Re: Problems running a HOD test cluster

Posted by Luca <ra...@yahoo.it>.

Allen Wittenauer wrote:

>> [2008-02-21 19:46:11,014] ERROR/40 torque:96 - qstat error: exit code:
>> 153 | signal: False | core False
>> [2008-02-21 19:46:11,017] INFO/20 hadoop:451 - Ringmaster at : None.
> 
>     I bet your ringmaster didn't come up.  Check which nodes were allocated
> to your job via qstat -f.  Chances are good the first one is the ringmaster
> node.  Check the torque logs, syslogs, and the hod log dir for hints as to
> what happened.

So it was a ringmaster related problem, and it's now solved. Now another 
problem: I try to run an hadoop job but I get a timeout error from 
hadoop in trying to get the input path. I guess this might be related to 
the fact that I'm using an external HDFS already running, and I'm not 
sure how to hook hod with it.

I configured

[gridservice-hdfs]
external                        = True
host                            = mane-of-my-server.com
pkgs                            = /mnt/scratch/grid/hadoop/current
fs_port                         = 10010
info_port                       = 10007

but I'm not sure whether the actual fs_port is on 10010. Does anybody 
know what's the attribute in hadoop configuratioon where this value is 
specified? If not specified, there is a default/random value? Finally, 
is this a global attribute, or a node attribute? (like node A having 
some fs_port and node B having a different one).

Thanks in advance,
Luca

Re: Problems running a HOD test cluster

Posted by Allen Wittenauer <aw...@yahoo-inc.com>.

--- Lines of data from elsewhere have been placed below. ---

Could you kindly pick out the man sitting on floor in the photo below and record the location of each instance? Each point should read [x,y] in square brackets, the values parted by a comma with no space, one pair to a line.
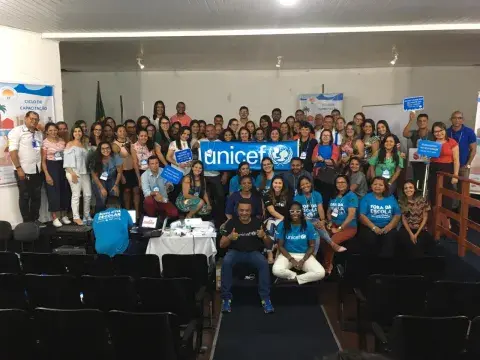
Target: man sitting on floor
[245,241]
[110,228]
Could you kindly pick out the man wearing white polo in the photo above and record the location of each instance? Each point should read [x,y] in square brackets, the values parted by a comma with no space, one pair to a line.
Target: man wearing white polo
[24,145]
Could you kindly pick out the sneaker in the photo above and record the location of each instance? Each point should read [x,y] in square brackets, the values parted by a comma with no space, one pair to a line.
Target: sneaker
[267,306]
[227,305]
[39,224]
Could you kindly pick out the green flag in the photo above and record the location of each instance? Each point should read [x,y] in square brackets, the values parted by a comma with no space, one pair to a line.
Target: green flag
[99,111]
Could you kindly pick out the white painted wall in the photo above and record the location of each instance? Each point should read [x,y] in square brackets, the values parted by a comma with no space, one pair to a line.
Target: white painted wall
[27,58]
[207,93]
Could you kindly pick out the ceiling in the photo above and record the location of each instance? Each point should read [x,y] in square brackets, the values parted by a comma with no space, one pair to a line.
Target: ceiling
[135,15]
[250,52]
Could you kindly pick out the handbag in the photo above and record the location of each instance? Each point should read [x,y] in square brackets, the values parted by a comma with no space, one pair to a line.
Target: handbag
[326,175]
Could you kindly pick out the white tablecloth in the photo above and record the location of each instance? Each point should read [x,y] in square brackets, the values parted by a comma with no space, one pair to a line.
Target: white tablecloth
[182,245]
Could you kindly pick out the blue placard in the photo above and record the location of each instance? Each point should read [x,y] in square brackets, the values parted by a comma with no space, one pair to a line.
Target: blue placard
[413,103]
[228,155]
[172,175]
[183,156]
[429,148]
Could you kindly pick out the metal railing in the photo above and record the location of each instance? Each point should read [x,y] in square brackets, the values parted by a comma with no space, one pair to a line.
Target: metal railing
[461,217]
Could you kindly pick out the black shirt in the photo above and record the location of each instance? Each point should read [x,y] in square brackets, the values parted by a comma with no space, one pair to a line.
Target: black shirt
[280,204]
[248,240]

On 2/22/08 3:58 PM, "Jason Venner" <ja...@attributor.com> wrote:

> We have been unable to get torque up and running. The magic value in the
> server_name file seems to elude us.

The server_name should be the real hostname of the machine running
pbs_server.

> We have tried localhost, 127.0.0.1, machine name, machine ip, fq machine
> name. Depending on what we use, we either get
> Unauthorized request or invalid entry

    If you do qmgr -c 'list server', does submit_hosts have the hostname of
the machine you are submitting from listed?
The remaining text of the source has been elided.